28. Hujan dan Shaka

127 7 7
                                    

Shaka baru saja pulang dari Bandung karena menyusul Suri dan Bunda disana. Sekarang ia sedang memarkirkan mobilnya di basement apartement Nashira karena akan makan malam bersama sesuai janji dengan Seraphina dan Gibran yang dibuat malam tadi secara tiba-tiba. Ia sebenarnya sangat lelah karena menempuh perjalanan cukup panjang dari Bandung, belum lagi saat sampai Jakarta langsung terjebak macet yang tidak kalah seperti saat menuju Jakarta tadi. Untungnya Shaka bisa sampai sebelum jam tujuh di apartement Nashira.

Perempuan itu tampak menunggu di lobby berhubung Shaka tidak punya access card sehingga Nashira harus menjemputnya ke bawah. Ia melambaikan tangan nya kemudian berjalan mendekati Shaka dengan senyum manis. Tanpa banyak bicara, langkah kaki nya menuntun Shaka untuk naik dengan nya menggunakan lift ke lantai dua puluh satu dan menuju unit apartementnya. Mendorong pintu, Nashira mempersilahkan Shaka masuk dan menyuruh untuk duduk di ruang tamu sedang perempuan itu mengambil minum untuk Shaka.

Nashira meletakan minum yang ia bawa ke atas meja, "Di minum, Shaka." Cicit Nashira pelan.

Selalu ketika berdua dengan Shaka di radius sedekat ini rasanya Nashira selalu kehabisan kata-kata layaknya Shaka memiliki kemampuan super yang dapat menyerap suara juga kemampuan ia untuk berpikir. Sialnya Seraphina dan Gibran masih meeting padahal rencana malam ini merupakan ide mereka. Nashira beralih menghidupkan televisi agar suasana canggung saat ini tidak begitu sunyi karena mereka belum banyak berbicara.
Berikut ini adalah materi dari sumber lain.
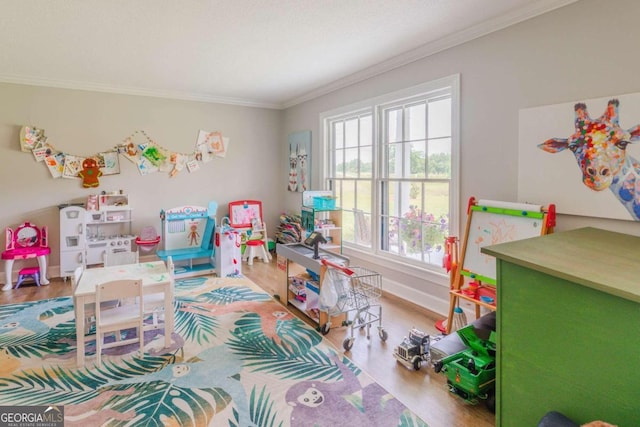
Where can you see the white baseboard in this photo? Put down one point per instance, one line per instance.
(430, 302)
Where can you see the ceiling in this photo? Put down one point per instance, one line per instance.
(263, 53)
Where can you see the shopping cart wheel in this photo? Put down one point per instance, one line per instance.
(324, 329)
(347, 344)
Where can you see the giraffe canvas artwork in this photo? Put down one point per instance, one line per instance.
(601, 164)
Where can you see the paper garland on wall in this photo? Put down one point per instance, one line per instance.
(139, 148)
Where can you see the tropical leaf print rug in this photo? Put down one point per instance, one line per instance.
(237, 359)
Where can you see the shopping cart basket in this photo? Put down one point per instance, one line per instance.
(357, 291)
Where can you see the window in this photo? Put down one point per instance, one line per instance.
(392, 162)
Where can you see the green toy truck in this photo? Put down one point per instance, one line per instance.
(471, 373)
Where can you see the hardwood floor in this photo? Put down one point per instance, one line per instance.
(423, 391)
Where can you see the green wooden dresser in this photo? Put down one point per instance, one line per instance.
(568, 325)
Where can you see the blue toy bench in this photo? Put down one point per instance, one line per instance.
(187, 237)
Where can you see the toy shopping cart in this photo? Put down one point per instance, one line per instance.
(354, 291)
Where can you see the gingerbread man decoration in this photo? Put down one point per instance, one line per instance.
(90, 173)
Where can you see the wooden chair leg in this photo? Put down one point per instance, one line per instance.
(453, 300)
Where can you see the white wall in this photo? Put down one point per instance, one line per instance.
(85, 123)
(581, 51)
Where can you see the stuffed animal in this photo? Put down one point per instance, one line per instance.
(90, 173)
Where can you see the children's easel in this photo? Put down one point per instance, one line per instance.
(490, 222)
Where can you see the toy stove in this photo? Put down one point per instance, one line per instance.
(116, 243)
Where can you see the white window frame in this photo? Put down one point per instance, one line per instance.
(373, 105)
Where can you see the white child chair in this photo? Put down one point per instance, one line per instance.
(257, 243)
(154, 303)
(89, 309)
(128, 315)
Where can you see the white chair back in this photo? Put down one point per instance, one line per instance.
(129, 314)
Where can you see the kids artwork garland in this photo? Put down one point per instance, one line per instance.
(139, 148)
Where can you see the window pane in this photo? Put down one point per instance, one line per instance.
(418, 166)
(440, 158)
(393, 124)
(437, 198)
(416, 124)
(440, 118)
(366, 162)
(352, 164)
(391, 197)
(339, 161)
(351, 133)
(366, 130)
(363, 197)
(348, 197)
(338, 135)
(394, 167)
(391, 238)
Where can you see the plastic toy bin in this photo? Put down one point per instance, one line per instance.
(324, 202)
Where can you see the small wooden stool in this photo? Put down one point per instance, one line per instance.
(28, 273)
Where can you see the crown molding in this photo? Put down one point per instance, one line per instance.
(532, 10)
(120, 90)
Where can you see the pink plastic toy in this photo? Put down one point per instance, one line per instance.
(25, 242)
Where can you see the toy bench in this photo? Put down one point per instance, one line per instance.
(187, 233)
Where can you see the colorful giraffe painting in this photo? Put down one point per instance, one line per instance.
(599, 147)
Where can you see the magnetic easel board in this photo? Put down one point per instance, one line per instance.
(492, 222)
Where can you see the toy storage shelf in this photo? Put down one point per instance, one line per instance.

Nashira tampak curi-curi pandang pada Shaka yang masih diam memperhatikan arah layar televisi. Tampangnya terlihat lelah seolah baru saja melewati perjalanan yang sangat panjang, rambutnya juga terlihat acak-acakan. Nashira sedikit berdeham, "Habis pulang ngantor kamu?"

Shaka menoleh, ia menggeleng kemudian tersenyum. "Aku habis dari Bandung, nyusulin Suri dan Bunda."

Nashira diam, pantas saja raut wajahnya tampak lelah. Perkiraan Nashira benar ternyata, ia baru saja melewati perjalanan yang sangat panjang. Nashira mengangguk, menatap televisi kembali. Mereka benar-benar canggung di kondisi seperti ini, kondisi dimana hanya mereka berdua di apartement seluas ini. Shaka tampak mengalihkan pandangannya, melirik pada ponselnya yang seperti bergetar di celana nya.

Ia lantas menoleh pada Nashira, "Mereka masih meeting, kita disuruh makan duluan aja."

"A-apa?" Sial, dasar kurang ajar mereka.

Nashira gelagapan, ia tidak mempersiapkan apa-apa karena mereka yang berencana untuk membeli makanan siap saji untuk di makan malam ini. Kalau begini Nashira harus masak, karena jika memesan lewat ojek online, kemungkinan akan sampai sangat lama. Ia tidak enak jika Shaka harus menunggu lagi, terlebih ia baru saja pulang dari Bandung dan harus menunggu pesanan. Ia akan mencari bahan makanan yang dapat di masak dengan ringkas.

Nashira beranjak dari posisinya, menuju dapur dengan cepat. Dari arah sofa, Shaka mengikuti Nashira hingga ke dapur. "Ada apa, Shira?"

Nashira berbalik, "Aku nggak siapin apa-apa, karena mereka yang katanya bawa makanannya." Ia mengerucutkan bibirnya, "Aku masak dulu ya?"

"Apa nggak repot?" Nashira langsung membalas gelengan, "Aku buat spageti oglio olio, nggak repot." Ujar Nashira

Shaka mengangguk, "Ada yang perlu aku bantu?"

Nashira kembali menggeleng, ia mulai mengambil spagheti dan beberapa bahan yang akan di masukan ke dalam olahan oglio olio. Ia membiarkan Shaka duduk di meja bar, melihatnya yang sibuk memasak. Ia sudah menguncir rambutnya dan mencuci tangan, mulai memotong bawang bombai, bawang putih, beberapa potong cabai juga daun jeruk. Tidak banyak yang harus di kerjakan, Nashira hanya akan menunggu spagheti yang di rebus masak setelah itu baru menumisnya dengan perbawangan dan bumbu lain. Shaka masih tetap memperhatikan nya di sana dengan lekat yang membuat Nashira risih.